2020年 10月 25日
地の塩の道③「信州風の家までの25㎞」 |





天神道越えは、少し急いで約3時間で歩き終えた。続く石坂越えは、国道148号沿いにある「道の駅小谷」の裏手の旧道から始まる。30分ほど歩くと「来馬(くるま)」という集落があり、そこには来馬温泉があった。もし糸魚川から3日連続して歩き続け、疲れているようだったらここで3泊目を過ごすのも良いかもしれない・・・そんなことを考えながら歩みを進める。
左手に見える姫川の広大な河原(と見える場所)は、かつては来馬集落の中心地で豊かな田園地帯だったとのこと。それが1911年(明治44年)に起った「稗田山(ひえだやま)大崩落」で土石流に飲み込まれ多くの犠牲者を出したという。そこから浦川という支流の川沿いを稗田山に向かって歩いて行った。ここは、かつてこの辺りを覆い尽くした土石流の表面部分だろう。

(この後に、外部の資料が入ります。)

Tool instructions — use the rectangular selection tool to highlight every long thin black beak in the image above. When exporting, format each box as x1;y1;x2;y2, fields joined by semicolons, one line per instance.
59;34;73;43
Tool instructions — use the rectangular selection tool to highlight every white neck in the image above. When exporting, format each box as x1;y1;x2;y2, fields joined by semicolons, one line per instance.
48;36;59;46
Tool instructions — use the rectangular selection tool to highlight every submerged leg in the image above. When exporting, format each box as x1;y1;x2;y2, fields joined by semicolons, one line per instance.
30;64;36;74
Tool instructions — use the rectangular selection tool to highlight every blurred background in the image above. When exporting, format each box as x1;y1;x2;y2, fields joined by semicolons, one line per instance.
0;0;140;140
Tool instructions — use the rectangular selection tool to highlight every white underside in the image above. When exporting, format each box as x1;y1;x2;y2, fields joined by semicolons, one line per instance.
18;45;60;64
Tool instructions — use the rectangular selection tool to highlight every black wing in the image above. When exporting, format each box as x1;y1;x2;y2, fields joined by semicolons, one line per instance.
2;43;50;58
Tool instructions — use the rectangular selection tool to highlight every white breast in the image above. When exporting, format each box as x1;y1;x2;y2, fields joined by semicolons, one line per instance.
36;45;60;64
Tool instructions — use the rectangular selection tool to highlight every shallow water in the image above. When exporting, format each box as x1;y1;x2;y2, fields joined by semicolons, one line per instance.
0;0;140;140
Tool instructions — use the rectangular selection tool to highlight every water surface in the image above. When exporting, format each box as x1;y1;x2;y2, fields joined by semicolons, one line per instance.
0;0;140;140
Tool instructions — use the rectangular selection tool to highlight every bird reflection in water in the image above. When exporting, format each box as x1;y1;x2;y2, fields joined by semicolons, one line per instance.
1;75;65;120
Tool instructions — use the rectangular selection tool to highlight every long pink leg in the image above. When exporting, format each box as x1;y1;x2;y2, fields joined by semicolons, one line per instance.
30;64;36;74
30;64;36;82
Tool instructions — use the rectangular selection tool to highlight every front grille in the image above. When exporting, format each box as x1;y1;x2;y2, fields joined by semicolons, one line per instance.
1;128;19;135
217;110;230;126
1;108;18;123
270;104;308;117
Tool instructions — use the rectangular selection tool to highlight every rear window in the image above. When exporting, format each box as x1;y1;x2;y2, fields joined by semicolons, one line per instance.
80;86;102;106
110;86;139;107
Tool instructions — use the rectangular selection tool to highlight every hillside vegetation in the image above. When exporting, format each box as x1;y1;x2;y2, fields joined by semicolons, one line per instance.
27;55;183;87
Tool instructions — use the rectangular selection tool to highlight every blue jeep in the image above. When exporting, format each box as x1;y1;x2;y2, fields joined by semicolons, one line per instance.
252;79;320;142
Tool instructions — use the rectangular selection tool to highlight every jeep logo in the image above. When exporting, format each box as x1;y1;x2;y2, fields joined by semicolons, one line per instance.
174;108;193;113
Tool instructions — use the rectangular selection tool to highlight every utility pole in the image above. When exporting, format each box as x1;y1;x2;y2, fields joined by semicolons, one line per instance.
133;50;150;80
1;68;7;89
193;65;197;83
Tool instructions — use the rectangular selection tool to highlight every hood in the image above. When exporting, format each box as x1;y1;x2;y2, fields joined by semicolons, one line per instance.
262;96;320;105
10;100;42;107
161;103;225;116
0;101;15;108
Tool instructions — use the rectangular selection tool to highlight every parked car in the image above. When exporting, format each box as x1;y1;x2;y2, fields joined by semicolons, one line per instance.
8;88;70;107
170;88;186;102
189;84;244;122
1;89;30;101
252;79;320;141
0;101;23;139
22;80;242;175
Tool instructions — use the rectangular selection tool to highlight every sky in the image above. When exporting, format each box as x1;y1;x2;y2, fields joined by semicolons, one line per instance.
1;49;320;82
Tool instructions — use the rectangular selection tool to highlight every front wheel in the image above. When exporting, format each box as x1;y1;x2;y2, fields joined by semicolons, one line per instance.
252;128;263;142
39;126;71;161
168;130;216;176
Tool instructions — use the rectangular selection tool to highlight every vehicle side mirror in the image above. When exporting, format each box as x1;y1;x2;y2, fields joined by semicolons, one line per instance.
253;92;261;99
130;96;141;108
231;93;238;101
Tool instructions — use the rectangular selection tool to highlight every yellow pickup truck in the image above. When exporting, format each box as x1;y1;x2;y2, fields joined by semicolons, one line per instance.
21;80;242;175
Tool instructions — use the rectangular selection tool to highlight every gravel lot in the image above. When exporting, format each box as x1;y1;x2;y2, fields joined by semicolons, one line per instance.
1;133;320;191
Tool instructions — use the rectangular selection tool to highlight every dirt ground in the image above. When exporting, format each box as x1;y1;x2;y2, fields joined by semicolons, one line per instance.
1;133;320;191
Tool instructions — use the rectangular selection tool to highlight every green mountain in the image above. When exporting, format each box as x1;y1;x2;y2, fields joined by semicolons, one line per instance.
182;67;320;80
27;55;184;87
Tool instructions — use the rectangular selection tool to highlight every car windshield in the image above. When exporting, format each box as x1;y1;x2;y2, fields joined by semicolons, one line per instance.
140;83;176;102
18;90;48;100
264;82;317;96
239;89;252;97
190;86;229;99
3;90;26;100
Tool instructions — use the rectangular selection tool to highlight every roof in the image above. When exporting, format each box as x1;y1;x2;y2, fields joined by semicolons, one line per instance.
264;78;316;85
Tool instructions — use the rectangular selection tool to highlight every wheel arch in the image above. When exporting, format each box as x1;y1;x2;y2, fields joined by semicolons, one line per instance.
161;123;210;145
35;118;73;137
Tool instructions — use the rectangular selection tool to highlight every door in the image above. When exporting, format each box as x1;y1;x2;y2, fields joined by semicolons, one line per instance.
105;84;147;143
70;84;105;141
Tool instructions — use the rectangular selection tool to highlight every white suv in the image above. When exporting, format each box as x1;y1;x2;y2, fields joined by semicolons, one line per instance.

橋を渡り更に進んで行くと、道ばたに小さな公園のような場所がある。そこは作家幸田文(1904~1990)の文学碑だ。幸田は晩年こうした崩落に関心を持ち、この地を含め全国各地の崩落現場を訪れて文章を残したという。没後に『崩れ』という著作まで刊行されている。著名な文学者がなぜこの地に関心を持ち、文学碑まで残されているのだろう?『崩れ』という著作を読めばその謎が解けるかもしれない。そしてまたその本が、今後の「地の塩の道」のあり方を考える上で、貴重なヒントを与えてくれるかもしれない。帰宅後、早速『崩れ』を注文してその到着を待ちながら、心の中でそんな期待を抱いている。